A vein (strain) of satire also runs through his poems. Donne's love poems are dramatic although they have delicate emotional responses. He is essentially a psychological poet whose initial concern is feeling. His love poems are a psycho-analysis of the lover's soul. There is a combination of thought and feeling, head and heart, intellect and emotion, in his love poems.
In other words, in his love poem, we get intellectualization of emotion or emotionalization of intellect.
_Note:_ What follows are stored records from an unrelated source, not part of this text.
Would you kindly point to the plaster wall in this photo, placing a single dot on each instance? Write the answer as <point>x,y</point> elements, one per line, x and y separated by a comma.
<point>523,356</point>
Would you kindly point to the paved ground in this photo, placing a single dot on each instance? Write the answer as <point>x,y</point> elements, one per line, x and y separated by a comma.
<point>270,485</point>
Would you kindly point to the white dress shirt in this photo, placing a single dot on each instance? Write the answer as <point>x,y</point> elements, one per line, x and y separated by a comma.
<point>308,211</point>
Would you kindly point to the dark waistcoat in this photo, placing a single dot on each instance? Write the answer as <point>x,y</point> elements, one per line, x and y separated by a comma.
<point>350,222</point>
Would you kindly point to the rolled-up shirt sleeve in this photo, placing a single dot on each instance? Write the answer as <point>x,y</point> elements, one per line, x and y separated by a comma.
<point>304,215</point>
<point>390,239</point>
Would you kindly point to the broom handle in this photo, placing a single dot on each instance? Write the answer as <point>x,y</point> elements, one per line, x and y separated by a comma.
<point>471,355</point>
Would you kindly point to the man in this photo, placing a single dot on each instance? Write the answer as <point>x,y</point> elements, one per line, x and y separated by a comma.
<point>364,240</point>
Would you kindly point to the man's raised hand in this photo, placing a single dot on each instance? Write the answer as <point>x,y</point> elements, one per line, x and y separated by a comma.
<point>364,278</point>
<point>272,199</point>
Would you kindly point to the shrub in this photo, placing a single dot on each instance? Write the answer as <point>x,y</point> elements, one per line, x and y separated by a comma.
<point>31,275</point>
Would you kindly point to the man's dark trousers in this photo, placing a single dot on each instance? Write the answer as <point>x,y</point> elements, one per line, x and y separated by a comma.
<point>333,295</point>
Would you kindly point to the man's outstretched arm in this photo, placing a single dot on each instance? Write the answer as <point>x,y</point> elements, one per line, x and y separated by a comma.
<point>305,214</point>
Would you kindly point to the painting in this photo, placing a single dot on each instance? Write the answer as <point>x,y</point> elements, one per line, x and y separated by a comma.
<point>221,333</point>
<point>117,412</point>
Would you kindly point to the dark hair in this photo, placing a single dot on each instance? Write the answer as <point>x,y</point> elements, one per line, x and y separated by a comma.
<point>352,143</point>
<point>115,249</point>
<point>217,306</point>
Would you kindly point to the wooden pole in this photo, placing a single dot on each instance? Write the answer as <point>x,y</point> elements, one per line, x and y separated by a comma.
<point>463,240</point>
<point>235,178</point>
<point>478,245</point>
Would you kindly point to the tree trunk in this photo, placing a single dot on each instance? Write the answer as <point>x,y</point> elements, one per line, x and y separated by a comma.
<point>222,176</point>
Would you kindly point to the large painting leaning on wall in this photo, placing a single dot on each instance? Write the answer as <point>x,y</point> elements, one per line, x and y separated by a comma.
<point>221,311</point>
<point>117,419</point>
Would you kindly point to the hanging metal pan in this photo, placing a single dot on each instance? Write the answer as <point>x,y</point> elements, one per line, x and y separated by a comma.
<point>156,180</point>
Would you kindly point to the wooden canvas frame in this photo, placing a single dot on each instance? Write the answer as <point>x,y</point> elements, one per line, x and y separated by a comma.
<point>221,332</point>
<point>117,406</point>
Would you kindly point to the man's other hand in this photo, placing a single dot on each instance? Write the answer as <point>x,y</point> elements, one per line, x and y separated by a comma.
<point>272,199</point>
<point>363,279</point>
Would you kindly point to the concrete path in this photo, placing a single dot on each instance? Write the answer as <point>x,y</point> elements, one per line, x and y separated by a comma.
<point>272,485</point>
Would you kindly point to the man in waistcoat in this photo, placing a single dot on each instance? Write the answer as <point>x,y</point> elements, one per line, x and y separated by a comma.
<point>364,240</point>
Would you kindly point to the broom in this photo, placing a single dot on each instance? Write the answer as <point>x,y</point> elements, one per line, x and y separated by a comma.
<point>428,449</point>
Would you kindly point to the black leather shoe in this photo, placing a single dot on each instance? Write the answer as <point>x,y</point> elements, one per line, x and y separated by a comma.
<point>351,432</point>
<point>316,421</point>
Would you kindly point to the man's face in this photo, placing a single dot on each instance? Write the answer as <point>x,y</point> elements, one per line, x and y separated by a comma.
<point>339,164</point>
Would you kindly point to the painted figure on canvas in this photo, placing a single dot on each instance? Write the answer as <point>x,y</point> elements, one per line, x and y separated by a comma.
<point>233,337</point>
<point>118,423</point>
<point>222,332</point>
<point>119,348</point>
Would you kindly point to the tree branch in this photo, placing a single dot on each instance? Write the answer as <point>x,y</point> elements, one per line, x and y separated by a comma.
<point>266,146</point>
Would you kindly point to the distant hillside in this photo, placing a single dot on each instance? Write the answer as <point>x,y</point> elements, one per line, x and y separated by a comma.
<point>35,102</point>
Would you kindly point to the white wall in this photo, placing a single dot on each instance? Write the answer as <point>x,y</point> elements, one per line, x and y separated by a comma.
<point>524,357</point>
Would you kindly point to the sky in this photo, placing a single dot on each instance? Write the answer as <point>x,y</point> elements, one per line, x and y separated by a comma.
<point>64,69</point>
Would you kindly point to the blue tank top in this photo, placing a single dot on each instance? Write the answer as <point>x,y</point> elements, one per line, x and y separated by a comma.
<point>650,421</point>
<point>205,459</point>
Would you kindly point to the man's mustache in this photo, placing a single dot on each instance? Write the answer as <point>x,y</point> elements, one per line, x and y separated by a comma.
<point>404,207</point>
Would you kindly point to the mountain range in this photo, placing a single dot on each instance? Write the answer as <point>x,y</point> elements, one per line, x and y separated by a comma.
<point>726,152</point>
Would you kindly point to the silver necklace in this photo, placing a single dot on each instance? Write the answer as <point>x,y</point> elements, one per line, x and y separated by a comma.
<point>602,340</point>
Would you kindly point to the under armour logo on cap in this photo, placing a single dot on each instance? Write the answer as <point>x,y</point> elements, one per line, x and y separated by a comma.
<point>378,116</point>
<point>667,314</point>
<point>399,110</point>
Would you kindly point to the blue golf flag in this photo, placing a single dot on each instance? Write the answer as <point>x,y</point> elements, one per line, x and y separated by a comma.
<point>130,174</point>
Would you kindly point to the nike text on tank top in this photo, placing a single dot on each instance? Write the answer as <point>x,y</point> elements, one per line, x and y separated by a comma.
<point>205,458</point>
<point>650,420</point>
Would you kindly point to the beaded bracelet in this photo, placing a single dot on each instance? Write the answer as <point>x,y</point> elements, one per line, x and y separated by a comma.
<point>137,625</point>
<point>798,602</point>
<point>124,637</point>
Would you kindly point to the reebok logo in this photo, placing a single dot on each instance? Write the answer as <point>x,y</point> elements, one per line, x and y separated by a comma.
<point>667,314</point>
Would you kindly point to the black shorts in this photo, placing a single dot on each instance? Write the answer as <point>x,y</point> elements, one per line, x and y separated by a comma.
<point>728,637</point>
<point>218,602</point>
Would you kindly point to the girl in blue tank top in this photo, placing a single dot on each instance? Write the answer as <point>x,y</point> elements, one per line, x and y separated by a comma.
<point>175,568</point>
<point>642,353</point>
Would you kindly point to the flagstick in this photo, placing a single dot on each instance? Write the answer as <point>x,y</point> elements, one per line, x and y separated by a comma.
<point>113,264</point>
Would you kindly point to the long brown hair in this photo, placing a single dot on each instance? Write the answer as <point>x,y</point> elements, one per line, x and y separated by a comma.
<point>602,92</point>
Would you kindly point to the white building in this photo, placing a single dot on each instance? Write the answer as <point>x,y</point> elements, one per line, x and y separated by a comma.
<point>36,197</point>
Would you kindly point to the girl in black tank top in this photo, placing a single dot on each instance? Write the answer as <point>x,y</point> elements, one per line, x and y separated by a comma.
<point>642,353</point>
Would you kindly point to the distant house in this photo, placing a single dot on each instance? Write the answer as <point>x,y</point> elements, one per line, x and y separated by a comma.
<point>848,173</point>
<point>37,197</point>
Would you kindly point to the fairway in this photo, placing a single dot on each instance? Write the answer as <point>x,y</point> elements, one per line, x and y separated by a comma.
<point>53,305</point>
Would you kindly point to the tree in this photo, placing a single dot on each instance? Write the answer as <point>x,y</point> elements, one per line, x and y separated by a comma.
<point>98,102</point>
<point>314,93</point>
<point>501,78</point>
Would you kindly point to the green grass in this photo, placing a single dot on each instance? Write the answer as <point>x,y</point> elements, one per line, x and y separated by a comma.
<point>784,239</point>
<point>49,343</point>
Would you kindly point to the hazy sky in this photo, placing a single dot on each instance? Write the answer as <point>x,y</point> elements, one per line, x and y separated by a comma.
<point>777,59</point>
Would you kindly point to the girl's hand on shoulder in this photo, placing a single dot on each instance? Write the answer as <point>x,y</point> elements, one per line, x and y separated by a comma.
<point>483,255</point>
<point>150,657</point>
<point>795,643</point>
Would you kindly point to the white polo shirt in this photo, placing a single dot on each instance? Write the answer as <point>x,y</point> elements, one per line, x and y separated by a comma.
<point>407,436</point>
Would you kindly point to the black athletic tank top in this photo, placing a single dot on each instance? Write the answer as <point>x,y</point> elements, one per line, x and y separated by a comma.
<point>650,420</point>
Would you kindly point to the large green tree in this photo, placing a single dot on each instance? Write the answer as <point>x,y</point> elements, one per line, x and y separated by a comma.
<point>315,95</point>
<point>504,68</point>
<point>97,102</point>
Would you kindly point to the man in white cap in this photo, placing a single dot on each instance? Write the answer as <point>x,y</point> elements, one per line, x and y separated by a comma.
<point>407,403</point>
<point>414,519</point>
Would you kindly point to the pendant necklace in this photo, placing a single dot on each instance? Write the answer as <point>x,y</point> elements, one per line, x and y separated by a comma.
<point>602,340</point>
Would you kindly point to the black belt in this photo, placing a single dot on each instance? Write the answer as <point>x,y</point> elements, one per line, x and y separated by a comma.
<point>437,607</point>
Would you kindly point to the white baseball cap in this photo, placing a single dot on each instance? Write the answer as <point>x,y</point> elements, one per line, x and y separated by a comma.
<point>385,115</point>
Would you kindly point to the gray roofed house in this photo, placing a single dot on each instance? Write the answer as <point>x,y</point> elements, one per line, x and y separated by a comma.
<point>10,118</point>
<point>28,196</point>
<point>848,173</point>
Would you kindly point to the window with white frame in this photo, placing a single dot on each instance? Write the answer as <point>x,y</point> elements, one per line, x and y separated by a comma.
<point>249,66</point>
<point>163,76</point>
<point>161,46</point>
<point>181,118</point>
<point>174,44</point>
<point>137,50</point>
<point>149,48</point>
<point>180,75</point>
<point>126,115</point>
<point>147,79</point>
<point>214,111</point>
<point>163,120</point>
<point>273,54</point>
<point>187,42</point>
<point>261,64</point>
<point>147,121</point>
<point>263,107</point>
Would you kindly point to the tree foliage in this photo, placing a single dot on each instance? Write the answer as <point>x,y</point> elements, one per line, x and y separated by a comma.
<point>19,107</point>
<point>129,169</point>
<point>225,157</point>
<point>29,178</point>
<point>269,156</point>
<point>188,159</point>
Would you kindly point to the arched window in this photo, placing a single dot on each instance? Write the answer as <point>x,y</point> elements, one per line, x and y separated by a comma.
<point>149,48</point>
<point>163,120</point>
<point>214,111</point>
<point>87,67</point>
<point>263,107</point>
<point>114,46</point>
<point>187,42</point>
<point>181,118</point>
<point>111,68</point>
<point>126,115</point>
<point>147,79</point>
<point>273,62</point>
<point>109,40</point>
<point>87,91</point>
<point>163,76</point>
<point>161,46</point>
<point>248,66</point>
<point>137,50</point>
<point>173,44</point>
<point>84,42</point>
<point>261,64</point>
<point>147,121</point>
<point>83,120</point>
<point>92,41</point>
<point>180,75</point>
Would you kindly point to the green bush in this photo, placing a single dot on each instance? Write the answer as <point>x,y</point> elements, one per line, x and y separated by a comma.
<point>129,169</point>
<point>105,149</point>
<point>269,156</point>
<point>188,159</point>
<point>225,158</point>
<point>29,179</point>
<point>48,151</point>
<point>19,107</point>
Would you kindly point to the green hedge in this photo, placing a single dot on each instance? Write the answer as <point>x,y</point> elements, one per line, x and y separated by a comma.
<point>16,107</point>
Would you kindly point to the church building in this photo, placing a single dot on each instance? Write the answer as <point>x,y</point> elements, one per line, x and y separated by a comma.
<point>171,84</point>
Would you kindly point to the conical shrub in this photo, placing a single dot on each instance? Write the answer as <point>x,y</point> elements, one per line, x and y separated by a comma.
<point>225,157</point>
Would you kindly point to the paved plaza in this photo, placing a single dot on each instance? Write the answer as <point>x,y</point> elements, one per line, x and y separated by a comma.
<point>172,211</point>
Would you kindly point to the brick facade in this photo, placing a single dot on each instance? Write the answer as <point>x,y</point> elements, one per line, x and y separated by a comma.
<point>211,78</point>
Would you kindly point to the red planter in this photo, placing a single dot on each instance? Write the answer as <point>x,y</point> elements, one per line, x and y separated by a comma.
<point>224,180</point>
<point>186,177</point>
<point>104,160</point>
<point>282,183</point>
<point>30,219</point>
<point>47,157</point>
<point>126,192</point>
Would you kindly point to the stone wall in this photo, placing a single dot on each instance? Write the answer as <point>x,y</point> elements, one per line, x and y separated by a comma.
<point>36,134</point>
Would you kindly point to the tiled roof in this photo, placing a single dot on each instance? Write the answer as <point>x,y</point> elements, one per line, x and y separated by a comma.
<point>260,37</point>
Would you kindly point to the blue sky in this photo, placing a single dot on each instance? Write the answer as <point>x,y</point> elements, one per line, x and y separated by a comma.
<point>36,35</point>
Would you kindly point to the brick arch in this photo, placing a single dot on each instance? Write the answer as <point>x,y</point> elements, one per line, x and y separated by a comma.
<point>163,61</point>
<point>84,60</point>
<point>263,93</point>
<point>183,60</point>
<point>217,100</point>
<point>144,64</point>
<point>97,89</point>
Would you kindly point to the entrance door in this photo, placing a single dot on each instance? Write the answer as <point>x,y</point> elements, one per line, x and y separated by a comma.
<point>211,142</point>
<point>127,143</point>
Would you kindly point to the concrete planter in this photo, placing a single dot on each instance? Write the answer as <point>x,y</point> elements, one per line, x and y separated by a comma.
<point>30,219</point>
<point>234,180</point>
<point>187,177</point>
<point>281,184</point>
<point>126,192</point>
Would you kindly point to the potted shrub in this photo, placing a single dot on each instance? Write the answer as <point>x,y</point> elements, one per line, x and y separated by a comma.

Donne's Poems are intensely personal and reveal a powerful and complex feeling and subtlety of thought. Among the best known of his love poems are-
1. The Valediction: Forbidding Mourning
2. The Extasie
3. Good Morrow
4. The Flea
5. Go and Catch a Falling Star.
John Donne's Religious poem
He wrote about his longing for God's love and the horror of death. And this found profound expression in his religious poems. In other words, these religious poems are the expression of his deep and troubled soul. These poems have intellectual subtlety, scholastic learning, use of wit and conceits.
Probably the most important the features of Donne's metaphysics is his use of imagery, conceits, wit and unusual references. His companions are remarkable. For example, departed lovers are like the legs of a pair of a compass, love is a spider, his sick body is a map, the mosquitoes or fleas are used for love.
His prose work is considerable both in bulk and achievement ‘The Pseudomartyr’ (1610) is a defence of oath of allegiance. ‘Ignatius His Conclave’ is a satire. The introduction to Donne's Prose is his ‘Devotion’ (1614) which gives an account of his spiritual struggles during a serious illness. His prose works have many of the qualities of his verse-they are directly personal and reveal a psychological conflict of his mind and his preoccupation with death and sinfulness which is only to be seen in his holy sonnets.
1. George Herbert" (1593-1633),
2. Richard Crashaw (1612-1649)
3. Henry Vaughan (1621-1695)
4. Robert Herrick (1591-1674)
5. Thomas Carew (1594-1639)
6. Andrew Marvell (1621-1678)
The influence of Donne is evident directly and indirectly in the works of all these poets. But they differ in many important respects from their great master.